Clinical features and outcomes of Bacille Calmette-Guérin (BCG)-induced diseases following neonatal BCG Tokyo-172 strain immunization

• Published in: Vaccine Vol. 36; no. 28; pp. 4046 - 4053
• Main Authors: Rermruay, Rattanachai, Rungmaitree, Supattra, Chatpornvorarux, Sunsanee, Brukesawan, Chantapat, Wittawatmongkol, Orasri, Lapphra, Keswadee, Phongsamart, Wanatpreeya, Kongstan, Nantaka, Khumcha, Benjawan, Chokephaibulkit, Kulkanya
• Format: Journal Article
• Language: English
• Published: Netherlands Elsevier Ltd 27.06.2018; Elsevier Limited
• Subjects: AEFI; Bacillus Calmette-Guerin vaccine; Bacteremia - etiology; Bacteremia - pathology; BCG; BCG osteitis; BCG Vaccine - administration & dosage; BCG Vaccine - adverse effects; BCG-induced diseases; Child, Preschool; Children; Female; Gangrene; Humans; Iatrogenic Disease; Immunization; Immunocompromised hosts; Immunodeficiency; Immunology; Infant; Infections; Laboratories; Lymphadenitis; Lymphadenitis - etiology; Lymphadenitis - pathology; Male; Medical records; Molecular chains; Neonates; Newborn babies; Osteitis; Osteitis - etiology; Osteitis - pathology; Pathogens; Patients; Population statistics; Retrospective Studies; Tertiary Care Centers; Thailand; Tuberculosis; Tuberculosis - etiology; Tuberculosis - pathology; Vaccination; Vaccines; Virulence; Thailand; Taiwan; Bangkok Thailand; BCG osteitis; AEFI; Thailand; BCG-induced diseases; BCG
• ISSN: 0264-410X; 1873-2518
• DOI: 10.1016/j.vaccine.2018.05.098

Bacille Calmette-Guérin (BCG) vaccination at birth may cause mild and benign local adverse effects (AE).

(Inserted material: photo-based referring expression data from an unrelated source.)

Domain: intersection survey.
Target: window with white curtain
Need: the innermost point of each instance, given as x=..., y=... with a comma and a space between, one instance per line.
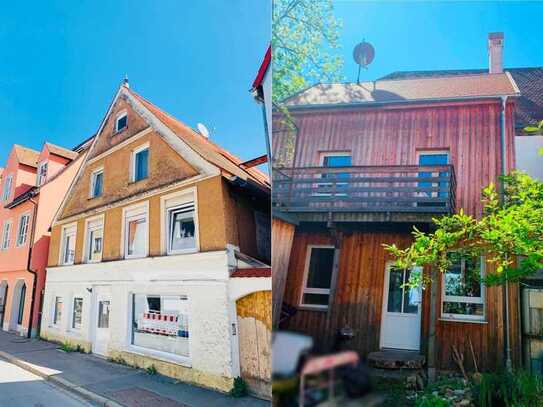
x=136, y=233
x=22, y=233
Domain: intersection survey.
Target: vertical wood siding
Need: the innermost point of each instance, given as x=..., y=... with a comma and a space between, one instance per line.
x=282, y=237
x=358, y=301
x=386, y=136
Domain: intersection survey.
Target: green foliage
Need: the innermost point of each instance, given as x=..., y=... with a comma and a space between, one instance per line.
x=304, y=40
x=239, y=389
x=509, y=234
x=509, y=389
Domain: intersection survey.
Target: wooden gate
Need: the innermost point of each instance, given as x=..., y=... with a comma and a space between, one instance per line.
x=532, y=329
x=254, y=322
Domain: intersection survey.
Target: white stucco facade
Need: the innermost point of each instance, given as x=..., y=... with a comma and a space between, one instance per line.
x=203, y=278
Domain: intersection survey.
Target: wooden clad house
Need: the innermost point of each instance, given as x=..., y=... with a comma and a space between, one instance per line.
x=370, y=161
x=159, y=252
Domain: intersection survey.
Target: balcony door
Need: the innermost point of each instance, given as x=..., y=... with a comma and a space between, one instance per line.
x=401, y=317
x=334, y=160
x=428, y=158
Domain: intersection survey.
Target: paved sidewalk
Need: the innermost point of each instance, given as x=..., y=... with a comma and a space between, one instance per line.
x=108, y=383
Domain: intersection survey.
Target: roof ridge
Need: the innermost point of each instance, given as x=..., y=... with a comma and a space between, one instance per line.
x=218, y=149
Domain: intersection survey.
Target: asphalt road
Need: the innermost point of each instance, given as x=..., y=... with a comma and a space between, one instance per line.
x=19, y=388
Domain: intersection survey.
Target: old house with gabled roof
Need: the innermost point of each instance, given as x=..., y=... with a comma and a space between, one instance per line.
x=369, y=161
x=32, y=187
x=160, y=249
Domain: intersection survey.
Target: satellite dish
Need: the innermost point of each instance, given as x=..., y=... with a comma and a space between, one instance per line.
x=363, y=55
x=203, y=130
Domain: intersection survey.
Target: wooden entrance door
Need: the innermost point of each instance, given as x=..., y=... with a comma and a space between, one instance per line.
x=254, y=323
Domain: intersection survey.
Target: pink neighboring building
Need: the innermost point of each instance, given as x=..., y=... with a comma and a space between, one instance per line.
x=32, y=186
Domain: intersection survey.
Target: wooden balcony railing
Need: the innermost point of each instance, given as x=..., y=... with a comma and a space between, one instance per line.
x=385, y=189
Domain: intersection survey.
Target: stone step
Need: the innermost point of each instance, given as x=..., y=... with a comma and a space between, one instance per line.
x=396, y=359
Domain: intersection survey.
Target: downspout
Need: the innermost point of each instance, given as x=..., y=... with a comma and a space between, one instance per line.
x=29, y=268
x=503, y=129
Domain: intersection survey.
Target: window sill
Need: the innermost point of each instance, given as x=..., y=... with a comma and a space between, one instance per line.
x=313, y=308
x=464, y=320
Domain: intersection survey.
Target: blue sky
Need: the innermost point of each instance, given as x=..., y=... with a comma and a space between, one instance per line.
x=438, y=35
x=61, y=62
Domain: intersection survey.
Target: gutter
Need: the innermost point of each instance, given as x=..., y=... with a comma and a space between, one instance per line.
x=29, y=269
x=394, y=102
x=503, y=129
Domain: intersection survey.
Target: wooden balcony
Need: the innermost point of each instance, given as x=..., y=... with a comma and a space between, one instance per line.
x=398, y=193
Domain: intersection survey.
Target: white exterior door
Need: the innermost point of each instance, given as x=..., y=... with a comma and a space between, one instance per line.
x=401, y=320
x=101, y=321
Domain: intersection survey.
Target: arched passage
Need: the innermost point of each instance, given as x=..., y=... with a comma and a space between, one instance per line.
x=18, y=306
x=3, y=300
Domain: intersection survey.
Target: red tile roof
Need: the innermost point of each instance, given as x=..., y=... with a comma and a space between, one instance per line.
x=252, y=272
x=227, y=162
x=529, y=107
x=61, y=151
x=406, y=90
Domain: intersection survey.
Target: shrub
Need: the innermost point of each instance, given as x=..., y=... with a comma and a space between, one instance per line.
x=239, y=389
x=517, y=389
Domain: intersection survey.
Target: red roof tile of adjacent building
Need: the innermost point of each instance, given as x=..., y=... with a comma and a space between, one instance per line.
x=26, y=156
x=61, y=151
x=227, y=162
x=252, y=272
x=263, y=69
x=406, y=90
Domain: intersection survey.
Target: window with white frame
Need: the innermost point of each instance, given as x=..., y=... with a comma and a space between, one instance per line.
x=161, y=323
x=463, y=289
x=334, y=159
x=67, y=247
x=94, y=240
x=42, y=173
x=140, y=163
x=22, y=232
x=97, y=183
x=57, y=311
x=77, y=314
x=181, y=228
x=318, y=276
x=6, y=235
x=6, y=190
x=136, y=232
x=121, y=122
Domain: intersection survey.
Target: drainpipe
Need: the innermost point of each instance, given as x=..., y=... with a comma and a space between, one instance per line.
x=503, y=129
x=29, y=268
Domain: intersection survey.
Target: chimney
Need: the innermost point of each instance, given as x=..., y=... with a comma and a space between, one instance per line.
x=495, y=52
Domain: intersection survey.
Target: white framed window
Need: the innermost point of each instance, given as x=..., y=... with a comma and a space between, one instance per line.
x=319, y=270
x=121, y=122
x=94, y=239
x=42, y=173
x=97, y=183
x=179, y=232
x=22, y=232
x=136, y=231
x=463, y=292
x=67, y=246
x=6, y=235
x=57, y=311
x=160, y=323
x=140, y=163
x=6, y=190
x=77, y=313
x=334, y=159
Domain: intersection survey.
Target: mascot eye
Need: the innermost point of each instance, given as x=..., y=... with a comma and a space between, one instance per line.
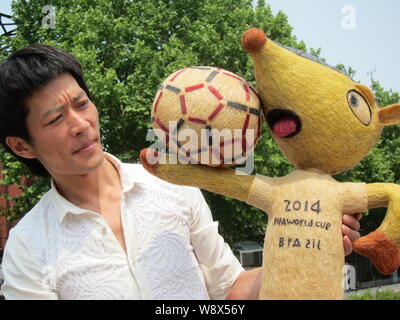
x=353, y=100
x=359, y=106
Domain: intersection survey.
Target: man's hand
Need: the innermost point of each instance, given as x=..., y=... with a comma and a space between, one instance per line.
x=350, y=228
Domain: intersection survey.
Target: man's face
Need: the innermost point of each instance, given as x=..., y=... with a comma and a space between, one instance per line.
x=64, y=127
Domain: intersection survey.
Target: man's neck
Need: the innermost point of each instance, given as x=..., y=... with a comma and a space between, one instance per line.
x=90, y=190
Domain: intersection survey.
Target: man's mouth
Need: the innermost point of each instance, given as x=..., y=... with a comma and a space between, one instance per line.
x=85, y=146
x=284, y=123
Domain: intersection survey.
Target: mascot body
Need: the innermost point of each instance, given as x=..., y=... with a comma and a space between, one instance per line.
x=325, y=124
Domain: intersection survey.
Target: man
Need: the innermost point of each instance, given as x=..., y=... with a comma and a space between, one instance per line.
x=105, y=229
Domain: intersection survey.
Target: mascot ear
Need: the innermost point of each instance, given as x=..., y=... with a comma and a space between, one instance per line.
x=390, y=115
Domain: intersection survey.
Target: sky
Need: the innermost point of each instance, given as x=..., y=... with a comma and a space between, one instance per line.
x=363, y=34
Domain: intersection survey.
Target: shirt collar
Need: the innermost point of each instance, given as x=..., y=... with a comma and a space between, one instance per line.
x=63, y=206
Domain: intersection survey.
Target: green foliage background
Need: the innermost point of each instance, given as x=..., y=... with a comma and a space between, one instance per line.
x=127, y=48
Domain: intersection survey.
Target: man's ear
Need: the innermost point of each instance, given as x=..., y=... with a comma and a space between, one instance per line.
x=21, y=148
x=390, y=115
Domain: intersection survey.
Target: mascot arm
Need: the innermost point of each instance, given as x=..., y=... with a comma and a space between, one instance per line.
x=223, y=181
x=382, y=246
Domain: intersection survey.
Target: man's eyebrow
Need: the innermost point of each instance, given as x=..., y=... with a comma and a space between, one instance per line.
x=58, y=108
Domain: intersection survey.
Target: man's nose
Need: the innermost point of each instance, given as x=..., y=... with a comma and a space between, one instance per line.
x=79, y=123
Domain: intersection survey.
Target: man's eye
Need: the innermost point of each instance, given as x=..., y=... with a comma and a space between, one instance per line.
x=84, y=103
x=55, y=119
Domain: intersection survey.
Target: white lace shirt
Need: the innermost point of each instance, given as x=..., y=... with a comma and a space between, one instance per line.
x=174, y=251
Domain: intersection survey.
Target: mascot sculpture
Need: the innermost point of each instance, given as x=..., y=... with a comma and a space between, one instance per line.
x=325, y=124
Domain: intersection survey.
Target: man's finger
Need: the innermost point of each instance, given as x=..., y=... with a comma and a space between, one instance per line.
x=352, y=234
x=351, y=222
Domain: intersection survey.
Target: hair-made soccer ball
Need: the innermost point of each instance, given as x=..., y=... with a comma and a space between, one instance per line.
x=207, y=115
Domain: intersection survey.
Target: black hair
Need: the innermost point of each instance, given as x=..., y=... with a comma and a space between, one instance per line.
x=25, y=71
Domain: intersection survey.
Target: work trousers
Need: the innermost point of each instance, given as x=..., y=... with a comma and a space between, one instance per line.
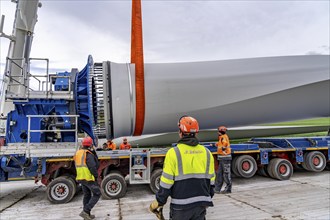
x=195, y=213
x=223, y=175
x=92, y=194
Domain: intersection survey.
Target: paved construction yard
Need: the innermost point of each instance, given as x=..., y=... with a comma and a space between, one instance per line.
x=305, y=196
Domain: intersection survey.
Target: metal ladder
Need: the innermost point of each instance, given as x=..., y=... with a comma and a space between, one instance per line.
x=139, y=166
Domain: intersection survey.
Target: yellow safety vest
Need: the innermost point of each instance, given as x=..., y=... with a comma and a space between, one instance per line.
x=188, y=163
x=83, y=173
x=224, y=142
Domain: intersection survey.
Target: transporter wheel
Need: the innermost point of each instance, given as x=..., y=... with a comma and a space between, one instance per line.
x=315, y=161
x=113, y=186
x=262, y=171
x=76, y=185
x=234, y=167
x=155, y=179
x=281, y=169
x=246, y=166
x=61, y=190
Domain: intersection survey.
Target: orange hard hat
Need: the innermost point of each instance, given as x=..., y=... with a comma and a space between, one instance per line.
x=87, y=142
x=222, y=128
x=188, y=124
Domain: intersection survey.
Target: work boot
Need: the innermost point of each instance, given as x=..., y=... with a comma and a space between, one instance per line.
x=85, y=215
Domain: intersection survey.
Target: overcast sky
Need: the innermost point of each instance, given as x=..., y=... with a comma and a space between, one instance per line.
x=174, y=31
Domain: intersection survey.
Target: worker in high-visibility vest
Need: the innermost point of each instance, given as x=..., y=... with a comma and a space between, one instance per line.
x=224, y=157
x=125, y=145
x=111, y=145
x=188, y=176
x=87, y=163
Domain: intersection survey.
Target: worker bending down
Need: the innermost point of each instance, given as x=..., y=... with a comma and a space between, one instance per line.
x=224, y=157
x=87, y=163
x=188, y=176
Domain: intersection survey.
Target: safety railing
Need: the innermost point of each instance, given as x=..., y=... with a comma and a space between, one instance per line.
x=75, y=129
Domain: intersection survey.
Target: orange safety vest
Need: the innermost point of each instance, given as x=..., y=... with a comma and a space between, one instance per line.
x=112, y=146
x=224, y=143
x=83, y=173
x=126, y=146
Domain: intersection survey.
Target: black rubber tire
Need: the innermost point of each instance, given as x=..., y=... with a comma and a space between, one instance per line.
x=318, y=157
x=234, y=167
x=262, y=171
x=252, y=166
x=155, y=179
x=113, y=186
x=282, y=169
x=61, y=190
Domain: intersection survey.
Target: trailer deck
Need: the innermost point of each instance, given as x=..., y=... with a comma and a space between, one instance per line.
x=305, y=196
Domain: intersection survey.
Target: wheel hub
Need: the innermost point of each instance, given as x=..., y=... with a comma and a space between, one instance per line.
x=246, y=166
x=282, y=169
x=316, y=161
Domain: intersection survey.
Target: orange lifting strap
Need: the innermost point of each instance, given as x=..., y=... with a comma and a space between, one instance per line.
x=137, y=59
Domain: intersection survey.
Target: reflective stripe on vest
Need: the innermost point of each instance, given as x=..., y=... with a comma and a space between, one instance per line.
x=182, y=176
x=83, y=173
x=191, y=200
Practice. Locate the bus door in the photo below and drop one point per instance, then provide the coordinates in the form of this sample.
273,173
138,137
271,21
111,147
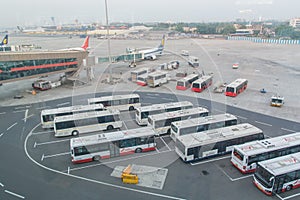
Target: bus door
114,149
278,184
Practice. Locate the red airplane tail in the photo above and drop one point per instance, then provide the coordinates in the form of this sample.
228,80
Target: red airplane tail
85,44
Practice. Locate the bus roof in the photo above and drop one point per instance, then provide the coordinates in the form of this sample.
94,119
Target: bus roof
204,120
283,164
178,113
164,106
188,77
202,79
86,115
113,97
270,144
111,136
237,82
216,135
71,108
156,73
140,70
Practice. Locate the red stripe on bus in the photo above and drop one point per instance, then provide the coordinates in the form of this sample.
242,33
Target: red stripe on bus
197,89
42,66
261,189
141,83
149,149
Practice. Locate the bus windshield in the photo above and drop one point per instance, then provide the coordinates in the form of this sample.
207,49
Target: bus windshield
265,177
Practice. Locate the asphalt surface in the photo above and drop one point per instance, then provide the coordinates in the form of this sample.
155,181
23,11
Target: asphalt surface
23,143
37,164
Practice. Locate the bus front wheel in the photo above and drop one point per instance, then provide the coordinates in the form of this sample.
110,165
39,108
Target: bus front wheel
74,133
96,158
138,150
289,187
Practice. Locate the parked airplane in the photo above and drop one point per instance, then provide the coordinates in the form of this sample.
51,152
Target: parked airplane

More serious AE are rarely reported. To describe clinical features and outcomes of BCG (Tokyo-172 strain)-induce diseases (BCG-ID) that required medical attention at a tertiary care center in Bangkok, Thailand. We retrospectively reviewed medical records from January 2007 to December 2016 that were selected by ICD-10 codes. The inclusion criteria were the patients under 3 years of age who developed lymphadenitis, osteitis, or disseminated infections of which BCG was a possible pathogen. Cases were classified into suspected (clinically compatible without laboratory confirmation), probable (suspected cases with M. tuberculosis complex identified), and confirmed BCG-ID (probable cases with molecular confirmation of M. bovis BCG strain). 95 children were identified; 57 (60.0%) were male, and the median age at presenting symptom was 3.5 (range: 0.6–28.7) months. Of these, 25 (26.3%) were suspected, 49 (51.6%) were probable, and 21 (22.1%) were confirmed BCG-ID. Overall, 87 (92%) children had regional lymphadenitis corresponding to the BCG site, 5 (5%) had osteitis, and 3 (3%) had disseminated BCG. Of those with lymphadenitis, average size was 2.2 (range 0.7–5) cm. in diameter and 53% (46/87) had pulmonary involvement. Five children with immunodeficiency; three had disseminated BCG and two had lymphadenitis. Eight (9.2%) patients with lymphadenitis underwent needle aspiration; 57 (65.5%) had surgical excision. All children with BCG osteitis underwent surgical intervention in combination with anti-tuberculosis treatment. One patient with osteitis experienced long-term leg length discrepancy. Regional lymphadenitis was the most common feature of BCG-ID requiring medical attention. That none of the BCG osteitis were immunocompromised hosts suggested the potential virulence of BCG in neonates. A systematic national surveillance and reporting system is needed to develop accurate estimates of population incidence and support development of effective vaccine policy.